In an episode of "The Logan Bartlett Show" released last August, Salesforce CEO Marc Benioff said the company was using AI agents in its customer support division to replace humans and help the company work through more sales leads.
"I was able to rebalance my head count on my support," he said in the interview. "I've reduced it from 9,000 heads to about 5,000 because I need less heads."
A Salesforce spokesperson told Business Insider previously that Benioff was referencing an organizational transformation that took place over several months to reshape its customer support function.
After deploying Agentforce, the company no longer needed to "actively backfill support engineer roles," the spokesperson said, adding that it successfully redeployed hundreds of employees into other areas of the company, like professional services, sales, and customer success.
Wisetech
Wisetech is cutting 2,000 jobs.
Illustration by Thomas Fuller/SOPA Images/LightRocket via Getty Images
Zubin Appoo, the CEO of Wisetech, said the logistics software maker is cutting 2,000 jobs, or 30% of its staff, because of AI-led efficiency.
In a conference call on February 25, Appoo said that AI enables greater productivity in less time and with fewer employees. The Sydney-based company employed about 7,000 people, according to an annual report released in October.
"I am prepared to say this clearly: the era of manually writing code as the core act of engineering is over," Appoo said.
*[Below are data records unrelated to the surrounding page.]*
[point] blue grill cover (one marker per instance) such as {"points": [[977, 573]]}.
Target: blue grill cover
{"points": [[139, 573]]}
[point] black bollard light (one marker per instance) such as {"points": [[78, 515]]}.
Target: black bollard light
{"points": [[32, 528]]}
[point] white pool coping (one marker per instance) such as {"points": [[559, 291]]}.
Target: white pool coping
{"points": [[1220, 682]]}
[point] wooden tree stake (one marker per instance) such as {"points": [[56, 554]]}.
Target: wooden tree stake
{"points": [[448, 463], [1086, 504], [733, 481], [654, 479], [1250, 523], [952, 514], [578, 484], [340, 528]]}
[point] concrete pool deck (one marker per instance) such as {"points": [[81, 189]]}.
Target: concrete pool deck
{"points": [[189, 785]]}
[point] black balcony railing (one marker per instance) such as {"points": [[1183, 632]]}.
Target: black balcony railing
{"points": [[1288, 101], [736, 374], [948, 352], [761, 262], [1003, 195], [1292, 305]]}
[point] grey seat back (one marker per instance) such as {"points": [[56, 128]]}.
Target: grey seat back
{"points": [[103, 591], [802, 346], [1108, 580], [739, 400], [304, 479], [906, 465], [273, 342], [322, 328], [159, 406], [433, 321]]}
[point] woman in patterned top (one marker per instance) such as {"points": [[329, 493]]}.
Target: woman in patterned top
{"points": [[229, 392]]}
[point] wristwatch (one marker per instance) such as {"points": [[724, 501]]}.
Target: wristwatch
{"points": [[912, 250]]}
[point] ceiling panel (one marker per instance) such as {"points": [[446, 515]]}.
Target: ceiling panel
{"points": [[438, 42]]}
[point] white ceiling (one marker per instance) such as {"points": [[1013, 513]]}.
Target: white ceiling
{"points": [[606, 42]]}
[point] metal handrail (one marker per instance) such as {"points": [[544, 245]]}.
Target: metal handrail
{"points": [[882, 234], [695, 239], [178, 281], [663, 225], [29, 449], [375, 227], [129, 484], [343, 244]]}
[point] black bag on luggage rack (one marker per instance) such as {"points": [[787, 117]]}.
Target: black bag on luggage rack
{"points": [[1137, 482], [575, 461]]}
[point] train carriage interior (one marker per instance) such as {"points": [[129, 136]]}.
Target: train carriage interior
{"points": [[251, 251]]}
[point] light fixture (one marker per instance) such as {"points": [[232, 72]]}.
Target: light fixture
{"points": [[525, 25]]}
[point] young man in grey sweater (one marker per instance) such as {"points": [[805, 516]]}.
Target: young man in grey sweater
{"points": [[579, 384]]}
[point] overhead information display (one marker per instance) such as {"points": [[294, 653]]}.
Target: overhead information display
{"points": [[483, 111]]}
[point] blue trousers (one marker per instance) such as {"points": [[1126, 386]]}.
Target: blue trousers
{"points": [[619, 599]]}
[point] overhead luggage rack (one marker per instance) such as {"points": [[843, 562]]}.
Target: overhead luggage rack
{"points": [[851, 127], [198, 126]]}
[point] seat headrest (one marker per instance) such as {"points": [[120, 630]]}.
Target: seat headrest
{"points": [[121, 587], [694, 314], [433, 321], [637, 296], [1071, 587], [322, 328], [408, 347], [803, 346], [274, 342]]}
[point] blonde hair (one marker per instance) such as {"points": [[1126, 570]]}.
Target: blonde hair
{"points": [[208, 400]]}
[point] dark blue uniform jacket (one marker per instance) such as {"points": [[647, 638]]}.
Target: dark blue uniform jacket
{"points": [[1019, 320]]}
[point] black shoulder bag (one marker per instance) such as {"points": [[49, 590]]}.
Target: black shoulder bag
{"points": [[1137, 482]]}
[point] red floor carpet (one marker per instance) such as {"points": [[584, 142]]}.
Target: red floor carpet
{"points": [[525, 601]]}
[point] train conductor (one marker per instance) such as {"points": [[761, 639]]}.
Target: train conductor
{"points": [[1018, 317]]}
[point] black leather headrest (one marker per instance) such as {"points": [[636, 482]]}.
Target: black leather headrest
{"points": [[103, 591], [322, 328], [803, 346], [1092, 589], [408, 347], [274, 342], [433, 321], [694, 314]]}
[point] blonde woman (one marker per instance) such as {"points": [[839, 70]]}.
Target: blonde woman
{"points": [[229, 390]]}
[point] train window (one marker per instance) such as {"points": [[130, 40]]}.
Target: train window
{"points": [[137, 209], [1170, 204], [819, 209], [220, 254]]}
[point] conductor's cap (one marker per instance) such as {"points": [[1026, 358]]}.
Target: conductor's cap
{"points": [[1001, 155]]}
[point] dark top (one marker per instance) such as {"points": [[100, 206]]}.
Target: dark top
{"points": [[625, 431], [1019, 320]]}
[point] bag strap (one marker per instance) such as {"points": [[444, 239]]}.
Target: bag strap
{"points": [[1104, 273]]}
The technology is "unlocking levels of efficiency gains across WiseTech that were previously out of reach."
In some parts of the workforce, such as customer service, one in two workers will disappear, he added.
Angi
Bloomberg/Getty Images
Angi, the popular contractor listing site previously known as Angie's List, said in January that it was cutting roughly 350 jobs in part because of "AI-driven efficiency improvements."
The company added that the cuts were part of a plan "to reduce operating expenses and optimize the organizational structure in support of long-term growth."